There have been a lot of stories published about how the data our phones collect could be used as a supplement to or crude replacement for the hard work of traditional contact tracing. Some objections to this are on privacy grounds, and on distrust of big business and/or big government to not abuse our diminishing trust. Others point out too many people – especially the most vulnerable people already disproportionately harmed by this virus – will be rendered invisible. And knowing who was in contact with whom is useless if we don’t have tests and the public health infrastructure to actually do anything with the information. And, of course, the privacy issues don’t stop with contact tracing. Some things I’ve been reading:
“Google and Apple’s Covid-19 Tracking System Can’t Save Lives on Its Own” by Nicole Westman (The Verge)
“The Expansion of Mass Surveillance to Stop Coronavirus Should Worry Us All” by Veena Dubal (The Guardian)
“Will the Pandemic Usher in an Era of Mass Surveillance in Higher Education?” by Alexander C. Kafka (The Chronicle of Higher Education)
In the realm of disinformation and the viral spread of bad information, we have a new word: infodemic. Some of what’s going on mirrors the misuse of social channels by conmen with right-wing politics that we saw leading up to the US presidential election and Brexit, especially with some creeps from Minnesota trying to make bank on gun fetishism mixed with Trumpism to “liberate” Minnesota and other swing states from common sense and social responsibility. (You’ll pry Minnesotans’ social responsibility from our cold, dead hands, doofuses). It’s a good time to practice the information hygiene that’s a kind of hand-washing routine: stop before you share, investigate the source, check your emotions, etc. – Mike Caulfield has been telling us how to do this for a while now. Good habits for everyday use!
“Social Media Companies Must Flatten the Curve of Misinformation” by Joan Donovan (Nature)
“Comic: Fake News Can Be Deadly. Here’s How to Stop It.” by Connie Hanzhang Jin (MPR) (I love this.)
And other random things like …
… this fascinating history of how payment cards have been and are being used to map our lives.
“Plastic Surveillance: Payment Cards and the History of Transactional Data, 1888 to Present” by Josh Lauer” (Big Data and Society)

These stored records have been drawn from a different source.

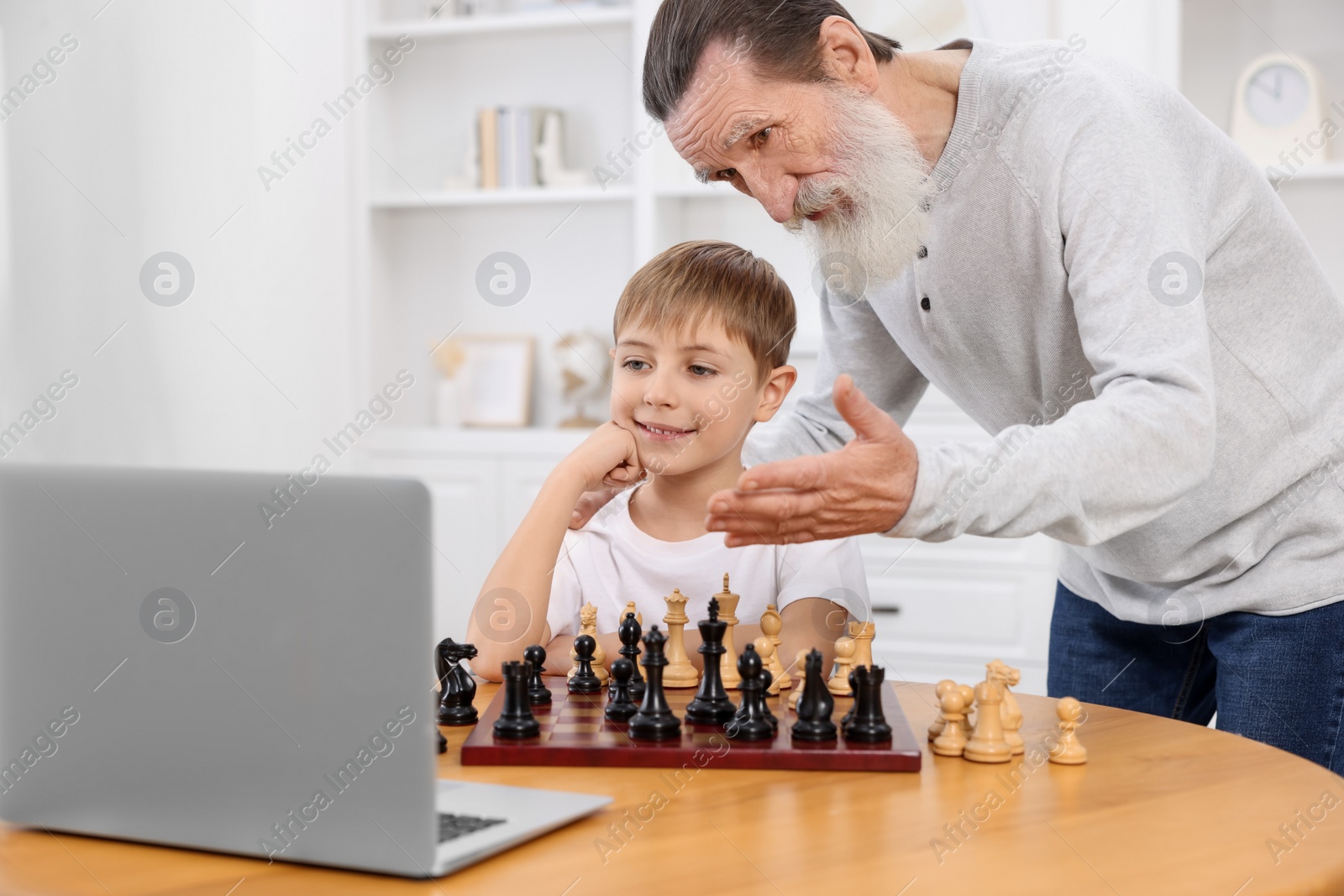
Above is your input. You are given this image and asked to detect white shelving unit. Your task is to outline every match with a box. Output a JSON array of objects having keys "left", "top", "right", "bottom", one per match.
[{"left": 351, "top": 0, "right": 1344, "bottom": 693}]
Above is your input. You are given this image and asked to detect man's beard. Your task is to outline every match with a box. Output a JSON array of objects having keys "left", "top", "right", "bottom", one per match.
[{"left": 785, "top": 86, "right": 934, "bottom": 292}]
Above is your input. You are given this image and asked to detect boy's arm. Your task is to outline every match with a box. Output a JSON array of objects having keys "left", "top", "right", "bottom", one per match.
[{"left": 466, "top": 422, "right": 638, "bottom": 681}]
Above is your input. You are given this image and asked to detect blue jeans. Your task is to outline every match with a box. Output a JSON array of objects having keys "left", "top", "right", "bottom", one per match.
[{"left": 1047, "top": 583, "right": 1344, "bottom": 773}]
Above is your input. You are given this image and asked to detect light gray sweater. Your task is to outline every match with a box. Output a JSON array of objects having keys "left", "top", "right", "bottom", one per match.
[{"left": 746, "top": 39, "right": 1344, "bottom": 625}]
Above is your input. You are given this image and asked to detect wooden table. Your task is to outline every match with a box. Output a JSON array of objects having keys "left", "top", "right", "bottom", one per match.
[{"left": 0, "top": 684, "right": 1344, "bottom": 896}]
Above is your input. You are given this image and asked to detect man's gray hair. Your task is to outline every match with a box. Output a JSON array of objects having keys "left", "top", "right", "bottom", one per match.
[{"left": 643, "top": 0, "right": 900, "bottom": 121}]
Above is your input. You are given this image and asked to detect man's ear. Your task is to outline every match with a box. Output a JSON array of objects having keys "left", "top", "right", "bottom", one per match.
[
  {"left": 754, "top": 364, "right": 798, "bottom": 423},
  {"left": 817, "top": 16, "right": 878, "bottom": 92}
]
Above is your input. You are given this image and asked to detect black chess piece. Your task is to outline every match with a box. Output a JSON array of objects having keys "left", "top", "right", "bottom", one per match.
[
  {"left": 844, "top": 666, "right": 891, "bottom": 744},
  {"left": 602, "top": 657, "right": 640, "bottom": 721},
  {"left": 570, "top": 634, "right": 602, "bottom": 693},
  {"left": 434, "top": 638, "right": 480, "bottom": 726},
  {"left": 613, "top": 612, "right": 643, "bottom": 700},
  {"left": 685, "top": 598, "right": 737, "bottom": 726},
  {"left": 731, "top": 666, "right": 780, "bottom": 731},
  {"left": 495, "top": 659, "right": 542, "bottom": 740},
  {"left": 840, "top": 666, "right": 858, "bottom": 737},
  {"left": 522, "top": 643, "right": 551, "bottom": 706},
  {"left": 629, "top": 626, "right": 681, "bottom": 740},
  {"left": 791, "top": 650, "right": 836, "bottom": 741},
  {"left": 726, "top": 643, "right": 780, "bottom": 740}
]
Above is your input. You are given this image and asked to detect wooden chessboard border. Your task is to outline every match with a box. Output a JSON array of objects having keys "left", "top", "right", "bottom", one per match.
[{"left": 461, "top": 681, "right": 923, "bottom": 771}]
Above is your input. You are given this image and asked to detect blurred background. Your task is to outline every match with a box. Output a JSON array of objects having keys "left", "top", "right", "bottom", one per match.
[{"left": 0, "top": 0, "right": 1344, "bottom": 693}]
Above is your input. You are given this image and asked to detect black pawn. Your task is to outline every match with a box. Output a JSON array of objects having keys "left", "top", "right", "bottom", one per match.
[
  {"left": 434, "top": 638, "right": 479, "bottom": 726},
  {"left": 791, "top": 650, "right": 836, "bottom": 741},
  {"left": 522, "top": 643, "right": 551, "bottom": 706},
  {"left": 685, "top": 598, "right": 737, "bottom": 726},
  {"left": 495, "top": 661, "right": 542, "bottom": 740},
  {"left": 613, "top": 612, "right": 643, "bottom": 700},
  {"left": 726, "top": 643, "right": 778, "bottom": 740},
  {"left": 570, "top": 634, "right": 602, "bottom": 693},
  {"left": 602, "top": 657, "right": 638, "bottom": 721},
  {"left": 844, "top": 666, "right": 891, "bottom": 744},
  {"left": 629, "top": 626, "right": 681, "bottom": 740}
]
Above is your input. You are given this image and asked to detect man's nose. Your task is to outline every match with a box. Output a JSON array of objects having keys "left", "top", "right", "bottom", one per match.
[{"left": 744, "top": 172, "right": 798, "bottom": 224}]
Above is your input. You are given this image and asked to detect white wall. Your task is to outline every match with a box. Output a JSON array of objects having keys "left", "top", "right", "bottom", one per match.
[{"left": 0, "top": 0, "right": 354, "bottom": 468}]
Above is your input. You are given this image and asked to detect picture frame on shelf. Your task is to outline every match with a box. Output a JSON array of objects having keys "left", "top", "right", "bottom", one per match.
[{"left": 454, "top": 333, "right": 535, "bottom": 427}]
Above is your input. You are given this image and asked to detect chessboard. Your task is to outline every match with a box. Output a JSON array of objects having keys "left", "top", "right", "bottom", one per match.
[{"left": 462, "top": 681, "right": 922, "bottom": 771}]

Modern payment cards encompass a bewildering array of consumer technologies, from credit and debit cards to stored-value and loyalty cards. But what unites all of these financial media is their connection to recordkeeping systems. Each swipe sends data hurtling through invisible infrastructures to verify accounts, record purchase details, exchange funds, and update balances. With payment cards, banks and merchants have been able to amass vast archives of transactional data. This information is a valuable asset in itself. It can be used for in-house data analytics programs or sold as marketing intelligence to third parties. This research examines the development of payment cards in the United States from the late 19th century to present, drawing attention to their fundamental relationship to identification, recordkeeping, and data mining. The history of payment cards, I argue, is not just a history of financial innovation and computing; it is also a history of Big Data and consumer surveillance. This history, moreover, provides insight into the growth of transactional data and the datafication of money in the digital economy.

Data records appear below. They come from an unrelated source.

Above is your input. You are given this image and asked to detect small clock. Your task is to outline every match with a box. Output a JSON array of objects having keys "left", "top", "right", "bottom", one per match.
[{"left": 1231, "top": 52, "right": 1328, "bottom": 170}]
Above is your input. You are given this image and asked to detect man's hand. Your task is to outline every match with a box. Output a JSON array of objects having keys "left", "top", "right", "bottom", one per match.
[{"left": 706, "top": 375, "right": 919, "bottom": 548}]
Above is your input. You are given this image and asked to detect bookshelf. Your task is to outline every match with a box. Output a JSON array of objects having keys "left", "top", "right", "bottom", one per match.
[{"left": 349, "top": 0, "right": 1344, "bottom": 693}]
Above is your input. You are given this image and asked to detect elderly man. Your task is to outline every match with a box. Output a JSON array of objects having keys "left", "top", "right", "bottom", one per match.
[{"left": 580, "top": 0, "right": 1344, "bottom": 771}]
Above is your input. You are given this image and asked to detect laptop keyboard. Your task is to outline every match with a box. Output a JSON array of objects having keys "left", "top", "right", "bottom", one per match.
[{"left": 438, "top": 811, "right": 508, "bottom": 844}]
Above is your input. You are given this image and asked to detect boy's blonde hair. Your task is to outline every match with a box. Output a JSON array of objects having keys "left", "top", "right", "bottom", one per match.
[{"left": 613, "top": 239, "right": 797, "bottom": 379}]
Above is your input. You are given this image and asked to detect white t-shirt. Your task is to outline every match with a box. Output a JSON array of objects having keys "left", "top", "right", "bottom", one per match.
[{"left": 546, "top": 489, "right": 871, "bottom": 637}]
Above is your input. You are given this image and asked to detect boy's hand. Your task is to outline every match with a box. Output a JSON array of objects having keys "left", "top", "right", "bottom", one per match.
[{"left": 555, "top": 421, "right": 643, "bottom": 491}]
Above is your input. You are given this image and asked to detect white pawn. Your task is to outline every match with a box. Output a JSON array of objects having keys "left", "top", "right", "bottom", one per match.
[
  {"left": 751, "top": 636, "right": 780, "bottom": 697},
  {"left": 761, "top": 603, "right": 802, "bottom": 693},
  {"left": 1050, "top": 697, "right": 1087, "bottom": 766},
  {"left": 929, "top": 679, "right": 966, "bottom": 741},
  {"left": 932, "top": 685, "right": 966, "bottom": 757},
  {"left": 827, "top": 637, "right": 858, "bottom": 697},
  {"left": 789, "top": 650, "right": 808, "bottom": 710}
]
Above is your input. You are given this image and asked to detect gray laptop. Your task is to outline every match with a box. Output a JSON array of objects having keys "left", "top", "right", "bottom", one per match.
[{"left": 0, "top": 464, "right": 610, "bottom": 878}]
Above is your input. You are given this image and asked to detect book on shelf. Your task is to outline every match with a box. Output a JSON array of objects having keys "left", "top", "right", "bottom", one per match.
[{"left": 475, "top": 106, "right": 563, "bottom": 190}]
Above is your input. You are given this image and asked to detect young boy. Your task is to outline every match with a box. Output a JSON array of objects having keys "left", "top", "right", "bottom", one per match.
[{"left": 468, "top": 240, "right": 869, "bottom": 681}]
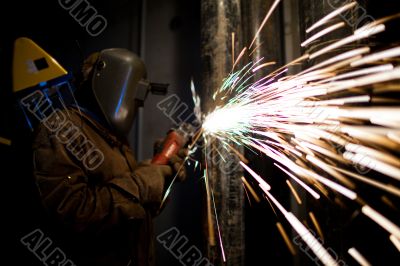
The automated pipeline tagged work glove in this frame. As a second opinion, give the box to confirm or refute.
[133,160,174,205]
[153,139,189,182]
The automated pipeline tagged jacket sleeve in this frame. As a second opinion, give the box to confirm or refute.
[33,125,146,231]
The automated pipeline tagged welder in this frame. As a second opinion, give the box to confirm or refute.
[33,49,187,266]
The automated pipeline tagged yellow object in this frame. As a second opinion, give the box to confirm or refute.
[0,137,11,146]
[13,38,67,92]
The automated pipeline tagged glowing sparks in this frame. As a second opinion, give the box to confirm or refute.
[361,205,400,238]
[348,248,371,266]
[196,0,400,265]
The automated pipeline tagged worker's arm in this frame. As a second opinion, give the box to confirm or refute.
[34,126,168,231]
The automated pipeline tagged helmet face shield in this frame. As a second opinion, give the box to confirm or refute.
[92,48,148,135]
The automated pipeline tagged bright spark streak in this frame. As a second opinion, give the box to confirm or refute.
[361,205,400,238]
[348,248,371,266]
[389,235,400,252]
[266,191,338,266]
[197,0,400,265]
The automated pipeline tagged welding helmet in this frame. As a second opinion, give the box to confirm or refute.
[89,48,149,135]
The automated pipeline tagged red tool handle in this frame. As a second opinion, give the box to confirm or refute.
[151,131,185,165]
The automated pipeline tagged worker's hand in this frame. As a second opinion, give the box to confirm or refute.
[169,149,189,182]
[153,139,189,182]
[133,160,174,204]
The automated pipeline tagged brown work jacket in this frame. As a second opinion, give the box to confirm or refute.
[33,108,156,266]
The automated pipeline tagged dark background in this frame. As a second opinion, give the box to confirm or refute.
[0,0,400,265]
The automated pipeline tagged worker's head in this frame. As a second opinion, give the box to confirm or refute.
[82,48,148,135]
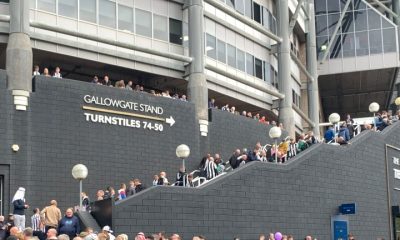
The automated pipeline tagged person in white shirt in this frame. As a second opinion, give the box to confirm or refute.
[53,67,62,78]
[33,65,40,76]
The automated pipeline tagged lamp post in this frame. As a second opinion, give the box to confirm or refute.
[394,97,400,109]
[368,102,379,131]
[269,126,282,163]
[72,164,88,211]
[176,144,190,171]
[329,113,340,144]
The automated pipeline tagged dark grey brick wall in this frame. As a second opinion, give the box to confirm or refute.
[113,124,400,240]
[0,74,200,216]
[0,71,400,240]
[209,109,287,161]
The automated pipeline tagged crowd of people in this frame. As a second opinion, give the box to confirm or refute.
[208,98,283,128]
[33,65,188,102]
[324,110,400,145]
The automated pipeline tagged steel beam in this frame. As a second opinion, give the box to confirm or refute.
[206,63,285,99]
[372,0,399,20]
[307,0,320,137]
[290,51,314,82]
[320,0,351,64]
[289,0,304,35]
[30,22,192,63]
[277,0,295,137]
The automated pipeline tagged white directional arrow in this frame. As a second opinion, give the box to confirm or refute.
[165,116,175,127]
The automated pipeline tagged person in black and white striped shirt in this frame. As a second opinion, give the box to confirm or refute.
[287,138,297,159]
[31,208,43,231]
[204,157,217,180]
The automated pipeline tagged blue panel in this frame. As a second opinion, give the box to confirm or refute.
[333,220,348,240]
[339,203,356,214]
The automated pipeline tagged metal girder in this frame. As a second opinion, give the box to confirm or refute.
[205,63,285,99]
[30,22,192,63]
[320,0,351,64]
[372,0,399,20]
[289,0,304,34]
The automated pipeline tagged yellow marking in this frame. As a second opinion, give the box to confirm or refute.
[82,106,165,122]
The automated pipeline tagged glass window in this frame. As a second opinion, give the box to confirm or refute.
[235,0,246,14]
[236,49,246,72]
[264,62,271,84]
[327,0,340,13]
[253,2,261,23]
[368,9,381,30]
[169,18,183,45]
[317,36,329,60]
[206,33,217,59]
[342,33,355,57]
[99,0,116,28]
[330,34,342,59]
[29,0,36,9]
[382,28,396,53]
[135,8,152,37]
[328,13,340,35]
[381,18,394,28]
[244,0,253,18]
[37,0,56,13]
[246,53,254,75]
[353,0,367,10]
[182,22,189,48]
[58,0,78,18]
[354,11,368,32]
[340,0,354,12]
[355,32,369,56]
[79,0,97,23]
[342,12,354,33]
[315,14,333,36]
[271,65,279,89]
[269,14,277,34]
[314,0,326,15]
[262,7,269,29]
[217,40,226,63]
[227,44,236,68]
[254,58,262,79]
[153,14,168,41]
[118,4,133,32]
[369,30,382,54]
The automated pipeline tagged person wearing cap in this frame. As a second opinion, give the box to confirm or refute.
[12,187,29,231]
[23,227,33,240]
[40,200,61,232]
[58,208,81,239]
[169,233,182,240]
[46,228,57,240]
[135,232,146,240]
[102,226,115,240]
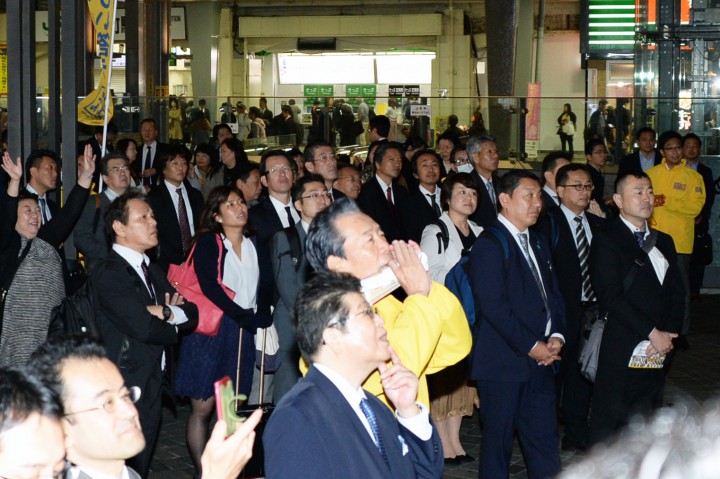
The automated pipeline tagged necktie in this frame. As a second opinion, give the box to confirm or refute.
[175,188,192,254]
[518,233,550,333]
[485,180,497,209]
[360,398,387,463]
[38,198,47,224]
[575,216,595,301]
[633,231,645,248]
[143,145,152,185]
[425,193,442,218]
[140,261,157,304]
[285,206,295,227]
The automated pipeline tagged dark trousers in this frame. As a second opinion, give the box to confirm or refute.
[477,367,560,479]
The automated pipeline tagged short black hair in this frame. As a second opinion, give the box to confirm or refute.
[555,163,592,186]
[0,368,63,440]
[25,150,60,181]
[291,173,325,202]
[635,126,657,140]
[657,130,683,150]
[498,170,540,196]
[260,150,295,176]
[293,271,360,363]
[368,115,390,138]
[100,151,130,176]
[373,141,405,165]
[305,197,362,271]
[104,188,149,244]
[614,171,652,194]
[27,335,107,408]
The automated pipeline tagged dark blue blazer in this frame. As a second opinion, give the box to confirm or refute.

This excellent book about Native Americans and how to think about their history, our tendency to categorize them as tragic and mostly extinct, and their resilience today. I enjoyed learning (and unlearning) while reading The Heartbeat of Wounded Knee: Native America from 1890 to the Present by David Treuer,
Also, a novel about the AIDS crisis in Chicago in the 1980s and how it shaped a woman whose brother died young and her fraught relationship with her daughter years later – I found The Great Believers by Rebecca Makkai absorbing. Our current epidemic is so different, though it also chooses its victims disproportionately in communities we treat badly.

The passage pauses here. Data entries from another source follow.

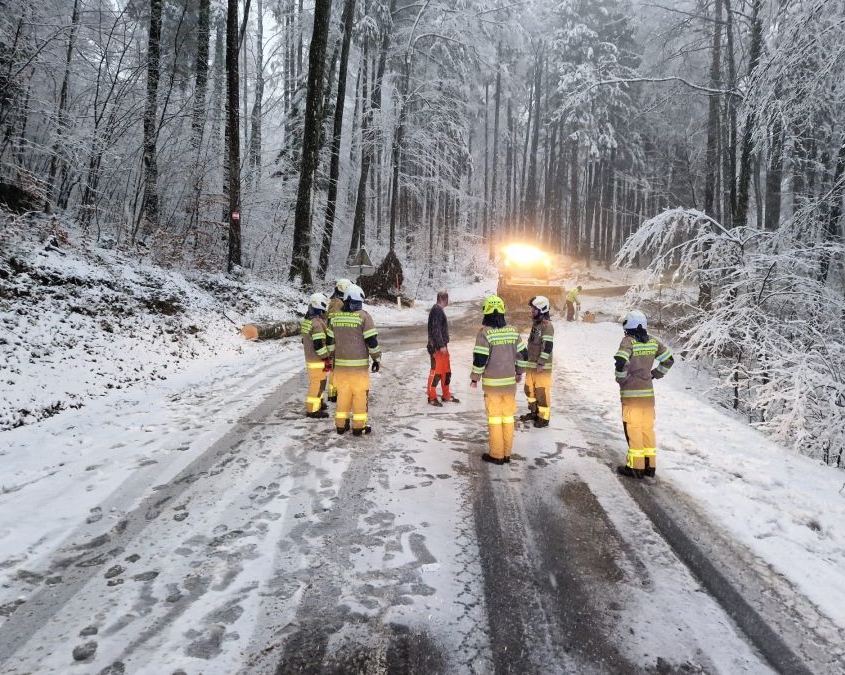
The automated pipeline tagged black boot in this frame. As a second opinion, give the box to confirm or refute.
[616,465,643,478]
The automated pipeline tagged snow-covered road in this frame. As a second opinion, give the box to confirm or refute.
[0,314,836,673]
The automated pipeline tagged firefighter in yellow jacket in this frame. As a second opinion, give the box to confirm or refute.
[614,309,675,478]
[519,295,555,428]
[470,295,528,464]
[299,293,331,418]
[327,284,381,436]
[326,279,352,403]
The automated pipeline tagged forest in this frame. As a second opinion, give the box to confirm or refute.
[0,0,845,466]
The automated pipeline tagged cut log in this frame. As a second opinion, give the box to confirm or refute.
[241,321,299,340]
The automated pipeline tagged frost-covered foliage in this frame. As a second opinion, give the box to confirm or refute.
[617,209,845,464]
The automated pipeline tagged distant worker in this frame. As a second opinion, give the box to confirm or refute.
[326,279,352,403]
[566,286,581,321]
[470,295,528,465]
[520,295,555,428]
[327,284,381,436]
[613,309,675,478]
[426,291,460,407]
[299,293,332,418]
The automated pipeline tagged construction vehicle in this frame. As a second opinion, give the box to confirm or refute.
[497,244,564,311]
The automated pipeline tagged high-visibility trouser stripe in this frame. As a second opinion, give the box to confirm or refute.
[481,377,516,387]
[334,359,370,368]
[625,448,645,471]
[305,396,323,412]
[619,389,654,398]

And one of the best books I’ve read in a long time, so smart, so thought-provoking, and so full of allusions that tie literature and reading and the brutal politics of our fascist immigration system together, Valeria Luiselli’s The Lost Children Archive.
I found all of these books through my (physically) closed library. As a tweet from Eric Klinenberg pointed out, libraries remain vital social infrastructure. See “Libraries Face More Demand Than During the Great Recession” by Cailin Crowe (Smart Cities Dive).